Federal judges rule in GOP's favor on Ohio ballot boxes

CINCINNATI (AP) - With early voting in Ohio, a court ping pong game for restricting the number of ballot boxes in the president's battlefield state was dismissed in a federal appeals court on Friday with a decision in favor of Republicans.
A three-judge panel of the US 6th Court of Appeals agreed to a motion by Republican Secretary of State Frank LaRose to postpone a lower federal judge's decision to block his policy, which Democrats believe would restrict voters' access to the election.
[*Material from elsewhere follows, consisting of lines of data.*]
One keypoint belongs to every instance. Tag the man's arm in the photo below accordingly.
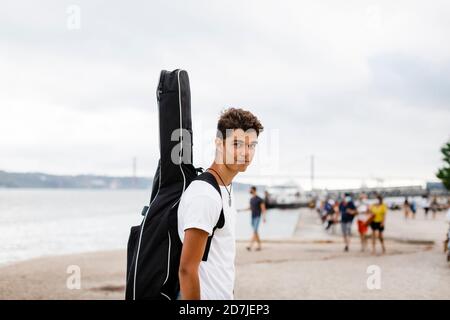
(263, 210)
(191, 255)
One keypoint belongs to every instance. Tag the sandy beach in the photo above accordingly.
(310, 264)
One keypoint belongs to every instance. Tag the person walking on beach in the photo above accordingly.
(413, 208)
(330, 214)
(362, 218)
(379, 211)
(406, 208)
(434, 206)
(200, 208)
(426, 205)
(258, 209)
(348, 211)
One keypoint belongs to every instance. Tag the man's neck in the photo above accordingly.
(226, 174)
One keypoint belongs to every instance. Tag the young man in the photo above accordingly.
(363, 216)
(379, 211)
(258, 209)
(348, 211)
(200, 207)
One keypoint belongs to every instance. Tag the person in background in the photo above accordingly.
(406, 208)
(348, 211)
(258, 209)
(426, 205)
(379, 211)
(434, 206)
(329, 214)
(413, 208)
(362, 218)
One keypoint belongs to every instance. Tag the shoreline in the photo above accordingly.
(311, 264)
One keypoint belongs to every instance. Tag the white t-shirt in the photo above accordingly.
(200, 208)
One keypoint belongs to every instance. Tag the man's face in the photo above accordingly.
(238, 149)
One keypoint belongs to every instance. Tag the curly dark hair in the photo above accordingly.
(236, 118)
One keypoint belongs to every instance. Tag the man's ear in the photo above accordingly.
(219, 150)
With his order intact again, LaRose can appeal against US District Judge Dan Polster's ruling that the drop box limit interferes with "vital constitutional suffrage".
Failure to grant residence would harm the electoral process as resources may be wasted while the case is being cleared, wrote Judge Richard Griffin. The stay is also unlikely to harm anyone, as Ohio has plenty of voting options, he wrote.
"The Supreme Court has repeatedly stressed that the lower federal courts should not normally change the electoral rules on the eve of an election," Griffin wrote. "Here the district court went one step further and changed the voting rules during an election."
The early voting in Ohio began on Tuesday.
Polster's decision was the second time in the past few weeks that a court ruled against LaRose's policy.
Voter supporters are keen to expand access to Dropboxing, which some voters see as an attractive option amid concerns over cuts to the postal service and the coronavirus pandemic, and which are often sought after by urban, more democratic counties.
Three courts have berated LaRose for the original drop box policy, calling it unreasonable and arbitrary. A state appeals court made it clear that he had the authority to change the legal order.
The waters continued to tarnish when LaRose issued an update to the policy restricting it to or “outside” of the county electoral offices. Polster interpreted this as meaning outside the building, including outside the building, while LaRose's office argued that it was restricting the boxes to the property of the electoral authority.
The federal appeals court is now the highest court to have received part of the case and has given LaRose - and its Republican allies on the case, including President Donald Trump's campaign and the Republican National Committee - a victory.